All that said, I've always found the availability options to be one Spring Boot's greatest strengths. A fail-fast option can satisfy @joshiste and @ksperling request.
Possibly it would be a good idea to implement something like a "WebServerHealthIndicator", which checks the state of all configured tomcat connectors.
Afaik, this is not easy possible due to the fact that the "main" tomcat failed and hence the connector is terminated and not accessible. And trying a tcp connect to the port wouldn't suffer because it might be accepted by the other application blocking the port.
The case where the main servlet container failed to start is analogous to a data source not being available.
I totally disagree on this point. A datasource is an external resource your application depends on.

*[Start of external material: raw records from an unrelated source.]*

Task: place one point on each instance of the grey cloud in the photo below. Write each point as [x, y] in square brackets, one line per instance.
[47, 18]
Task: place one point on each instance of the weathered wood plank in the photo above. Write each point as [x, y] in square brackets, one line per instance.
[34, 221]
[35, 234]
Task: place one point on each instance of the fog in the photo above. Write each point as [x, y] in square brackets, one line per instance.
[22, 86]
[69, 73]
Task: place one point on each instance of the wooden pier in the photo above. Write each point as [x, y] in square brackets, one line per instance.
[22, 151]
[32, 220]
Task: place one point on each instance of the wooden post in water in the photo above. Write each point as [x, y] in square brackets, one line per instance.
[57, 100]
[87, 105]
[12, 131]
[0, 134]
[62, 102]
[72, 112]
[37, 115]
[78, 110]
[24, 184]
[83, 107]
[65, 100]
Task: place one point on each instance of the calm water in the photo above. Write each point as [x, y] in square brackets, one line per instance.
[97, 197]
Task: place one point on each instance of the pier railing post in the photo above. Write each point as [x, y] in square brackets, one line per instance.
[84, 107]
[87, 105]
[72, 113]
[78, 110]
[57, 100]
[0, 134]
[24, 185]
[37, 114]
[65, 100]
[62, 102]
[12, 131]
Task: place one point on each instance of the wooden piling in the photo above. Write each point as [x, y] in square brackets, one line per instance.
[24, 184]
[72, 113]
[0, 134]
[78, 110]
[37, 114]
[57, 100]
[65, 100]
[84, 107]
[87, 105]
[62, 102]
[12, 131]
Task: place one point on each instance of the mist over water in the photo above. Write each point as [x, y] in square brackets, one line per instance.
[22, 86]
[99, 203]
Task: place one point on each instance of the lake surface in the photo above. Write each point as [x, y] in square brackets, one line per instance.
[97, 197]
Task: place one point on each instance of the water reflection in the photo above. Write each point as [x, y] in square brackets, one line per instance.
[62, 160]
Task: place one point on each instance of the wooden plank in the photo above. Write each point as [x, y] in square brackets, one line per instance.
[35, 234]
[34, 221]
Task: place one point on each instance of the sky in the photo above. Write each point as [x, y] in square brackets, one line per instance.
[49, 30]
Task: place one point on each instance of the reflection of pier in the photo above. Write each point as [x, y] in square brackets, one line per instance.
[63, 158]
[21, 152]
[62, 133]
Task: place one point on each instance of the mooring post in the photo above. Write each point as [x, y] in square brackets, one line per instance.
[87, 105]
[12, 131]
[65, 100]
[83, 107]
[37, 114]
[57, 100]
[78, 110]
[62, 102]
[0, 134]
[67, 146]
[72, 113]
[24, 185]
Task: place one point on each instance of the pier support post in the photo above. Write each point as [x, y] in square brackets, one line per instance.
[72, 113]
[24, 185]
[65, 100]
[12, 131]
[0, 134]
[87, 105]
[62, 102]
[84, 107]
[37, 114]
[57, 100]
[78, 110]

If the datasource becomes available again the application (hopefulley) reconnects without any further ado.
If the tomcat cannot bind the port operators restart the application after the port has become available or fixing the configuration - you can't recover from that failure without restarting.

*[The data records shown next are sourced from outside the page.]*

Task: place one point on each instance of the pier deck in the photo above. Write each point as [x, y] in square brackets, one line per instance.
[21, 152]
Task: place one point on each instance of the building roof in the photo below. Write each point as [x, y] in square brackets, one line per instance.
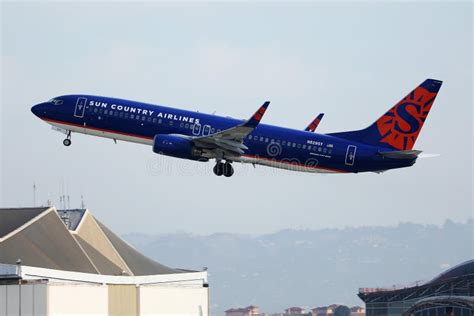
[70, 240]
[453, 281]
[460, 302]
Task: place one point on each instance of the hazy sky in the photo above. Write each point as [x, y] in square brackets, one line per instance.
[350, 60]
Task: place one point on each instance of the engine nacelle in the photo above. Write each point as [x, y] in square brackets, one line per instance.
[176, 146]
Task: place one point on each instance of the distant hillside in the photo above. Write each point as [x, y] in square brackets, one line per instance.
[312, 267]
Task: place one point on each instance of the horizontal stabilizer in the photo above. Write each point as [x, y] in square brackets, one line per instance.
[401, 154]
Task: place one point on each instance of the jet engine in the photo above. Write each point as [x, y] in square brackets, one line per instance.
[175, 146]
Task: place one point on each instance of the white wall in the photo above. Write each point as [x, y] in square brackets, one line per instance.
[72, 299]
[173, 300]
[33, 300]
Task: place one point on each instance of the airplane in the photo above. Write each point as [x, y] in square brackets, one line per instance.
[314, 124]
[386, 144]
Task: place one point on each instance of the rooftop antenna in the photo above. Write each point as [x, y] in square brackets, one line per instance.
[34, 194]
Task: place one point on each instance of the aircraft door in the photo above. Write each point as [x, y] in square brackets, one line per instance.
[80, 107]
[350, 155]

In some ways this is a duplicate of https://github.com/spring-projects/spring-boot/issues/5480. The two issues have competing goals and it's possible that fixing 5480 will mean that the whole app is shut down when the main container fails to start.
It only makes sense for the container to stay running if there is a chance that the problem will actually fix itself. This is the case for the DataSource example, but I don't see that being the case for the embedded servlet container, at least not how it's implemented now.
For one thing, this would actually require the servlet container to attempt to retry starting periodically, but you would also need to distinguish between permanent errors like misconfiguration and transient ones like a port that is in use -- and even that condition is really only transient when the port is in use by another instance of the same service that is expected to stop soon, as opposed to some arbitrary other service that is using the same port due to misconfiguration of either service. Once you convince yourself that Spring should keep retrying to bind the port, you might as well argue that it should keep retrying on things like missing or invalid configuration files in the hopes of those files appearing.
The fact is that there will always be conditions where Spring won't be able to start up, and any monitoring system already has to handle that case anyway, no matter if the health endpoint says 'DOWN' or is unavailable outright.
If you look at what other network services do (think sshd, Apache httpd, etc) the vast majority will treat failure to bind a port as fatal and exit. I was going to say ntpd is the only example I can think of that handles binding ports as network interfaces come and go, but I just tried it and even ntpd exits immediately if the port is already in use by another process.